4.**Is this a diagnosis issue or solution issue?**
- Diagnosis → Route to profiling/debugging skill FIRST
- Solution → Route to appropriate implementation skill
5.**Is query ambiguous?**
- If yes → Ask ONE clarifying question
- If no → Route confidently
6.**Am I feeling pressure to skip routing?**
- Time pressure → Route anyway (faster overall)
- Sunk cost → Route anyway (verify first attempt)
- Authority → Route anyway (verify diagnosis)
- Exhaustion → Route anyway (clarity more important)
**If you failed ANY check above, do NOT give direct advice.
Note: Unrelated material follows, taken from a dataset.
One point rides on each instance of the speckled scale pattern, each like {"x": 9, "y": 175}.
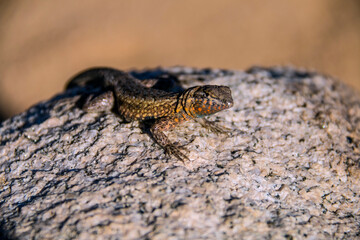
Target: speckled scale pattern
{"x": 133, "y": 100}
Route to specialist or ask clarifying question.**
---
## When NOT to Use PyTorch Skills
**Skip PyTorch pack when**:
- Choosing algorithms (use training-optimization or algorithm packs)
- Model architecture selection (use neural-architectures)
- Framework-agnostic training issues (use training-optimization)
- Production deployment (use ml-production)
**PyTorch pack is for**: PyTorch-specific implementation, infrastructure, debugging, and optimization issues.
---
## Diagnosis-First Principle
**Critical**: Many PyTorch issues require diagnosis before solutions:
| Issue Type | Diagnosis Skill | Then Solution Skill |
|------------|----------------|---------------------|
| Performance | performance-profiling | mixed-precision / distributed |
| Memory | tensor-memory (profiling section) | tensor-memory (optimization) |
| NaN/Inf | debugging-techniques | mixed-precision / module-design |
| Training bugs | debugging-techniques | Appropriate fix |
**If unclear what's wrong, route to diagnostic skill first.**
---
## PyTorch Engineering Specialist Skills
After routing, load the appropriate specialist skill for detailed guidance:
1. [tensor-operations-and-memory.md](tensor-operations-and-memory.md) - Memory management, efficient operations, profiling
2. [module-design-patterns.md](module-design-patterns.md) - Model structure, nn.Module best practices, initialization
3. [distributed-training-strategies.md](distributed-training-strategies.md) - DDP setup, multi-node, synchronization patterns
4. [mixed-precision-and-optimization.md](mixed-precision-and-optimization.md) - AMP, FP16/BF16, gradient scaling, numerical stability
5. [performance-profiling.md](performance-profiling.md) - PyTorch profiler, bottleneck identification, optimization strategies
6. [debugging-techniques.md](debugging-techniques.md) - NaN/Inf debugging, gradient checking, systematic troubleshooting
7. [checkpointing-and-reproducibility.md](checkpointing-and-reproducibility.md) - Complete checkpointing, RNG state, determinism
8. [custom-autograd-functions.md](custom-autograd-functions.md) - torch.autograd.Function, custom gradients, efficient backward
---
## Integration Notes
**Phase 1 - Standalone**: PyTorch skills are self-contained
**Future cross-references**:
- training-optimization (framework-agnostic training techniques)
- neural-architectures (architecture selection before implementation)
- ml-production (deployment after training)
**Current focus**: Route within PyTorch pack only. Other packs handle other concerns.